不安症・不安障害とはどのような病気ですか


 不安や恐怖は本来、危険やストレスが迫っていることをいち早く察知して対処するための、生きていく上で欠かせない情動です。ところが、何らかの原因で不安や恐怖が持続的に過剰になってしまい、日常生活に支障を来す程度になってくると「不安症・不安障害」の可能性が出てきます。

 ある患者さんは、人前で話したり注目を浴びたりする状況で過度に緊張してしまうので、職場での会議がひどく苦痛になり、欠勤するなどして緊張する場面を避けるようになってしまいました。また別の患者さんは、夜間にテレビを見てくつろいでいる時に突然、動悸(どうき)と発汗、胸痛、窒息感に襲われ、「このまま死んでしまうのではないか」という強い恐怖から救急車を呼び、病院に搬送されましたが、検査や診察の結果、身体的にはまったく異常が見つかりませんでした。その後も同様の発作に何度も襲われ、いつ発作が起こるか不安で仕方がなくなり、発作が起こった時に助けを求められない状況を避けるようになってしまいました。

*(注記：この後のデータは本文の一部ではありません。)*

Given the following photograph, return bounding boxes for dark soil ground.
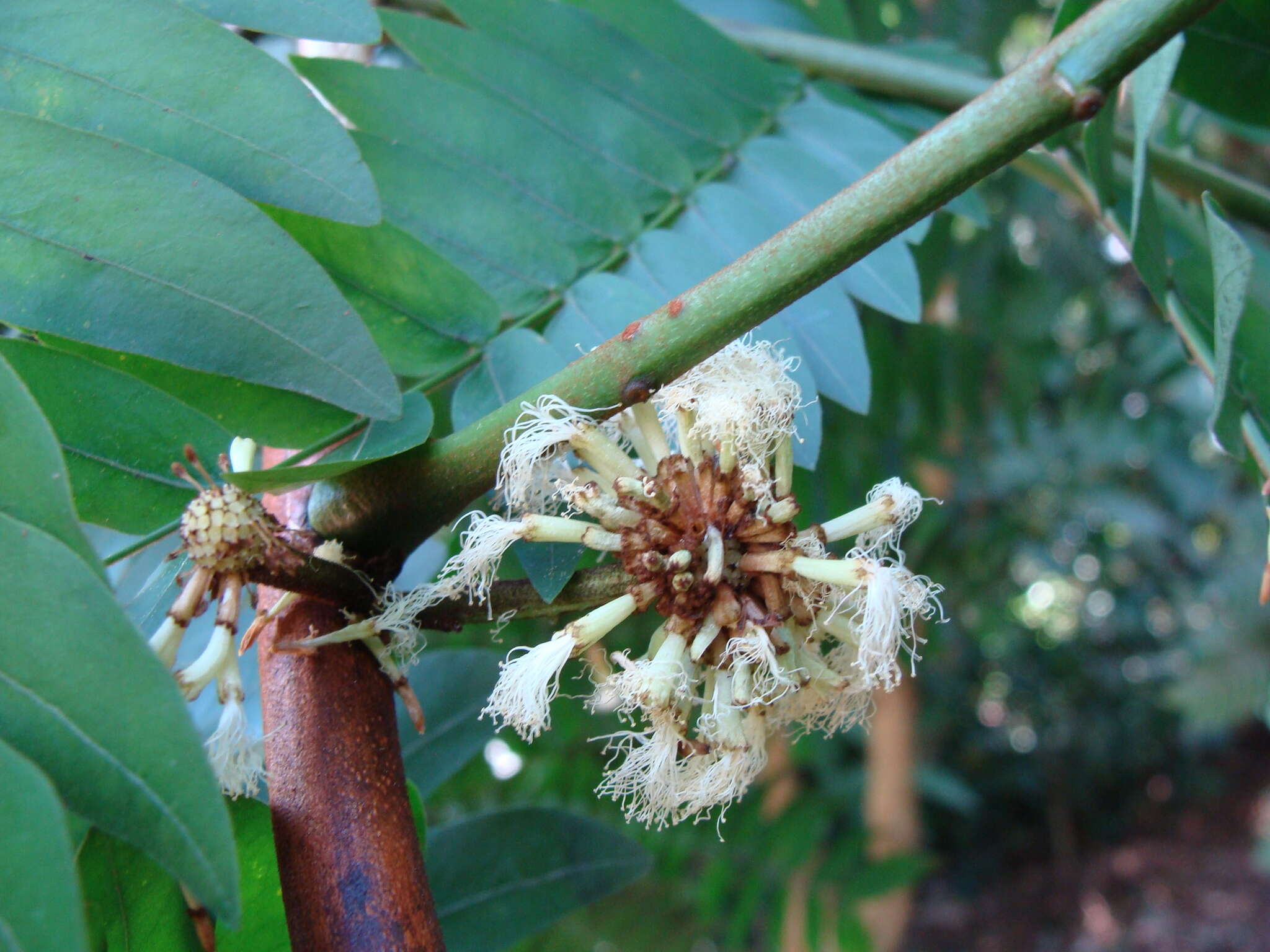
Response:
[903,731,1270,952]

 DSM-5という精神疾患の診断基準によると、不安症・不安障害には分離不安症、社会不安症、パニック症、広場恐怖症、全般性不安症などが含まれています。日本における不安症・不安障害の生涯有病率は約4%といわれており、決してまれな病気ではありません。


治療について教えてください


 治療法は、薬物療法と認知行動療法などの精神療法を併用するのが一般的です。薬物療法では、選択的セロトニン再取り込み阻害薬(SSRI)がよく使われます。不安症・不安障害では、脳の扁桃体(へんとうたい)という部位の働きが過剰になっていると考えられ、SSRIにはこの過剰な働きを抑える作用があります。その他、ベンゾジアゼピン系抗不安薬なども使われています。

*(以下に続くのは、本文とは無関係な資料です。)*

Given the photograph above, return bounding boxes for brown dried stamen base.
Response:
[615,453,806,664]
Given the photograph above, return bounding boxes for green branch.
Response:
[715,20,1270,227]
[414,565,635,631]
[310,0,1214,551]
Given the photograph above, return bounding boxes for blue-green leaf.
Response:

 不安症・不安障害には、「不安」症状そのものと、不安により日常生活における「行動」が障害されるという2つの側面があります。不安を“ゼロ”にしようともがけばもがくほど、かえって不安は増強しやすいものです。加えて、完全主義的な傾向からいろいろな行動を、症状が消失してから着手しようと先送りにしがちです。一般に、不安症・不安障害の人は、成功したい、より良い成績を収めたい、より健康でありたいという気持ちが強いことが多いのですが、その希求とは裏腹に、実際には回避行動により「こうありたいと思う姿」から遠ざかってしまいます。不安を持ちながらも、今できる“ほどほど”のことから少しずつ普段の行動を取り戻していくことが、回復への足掛かりとなります。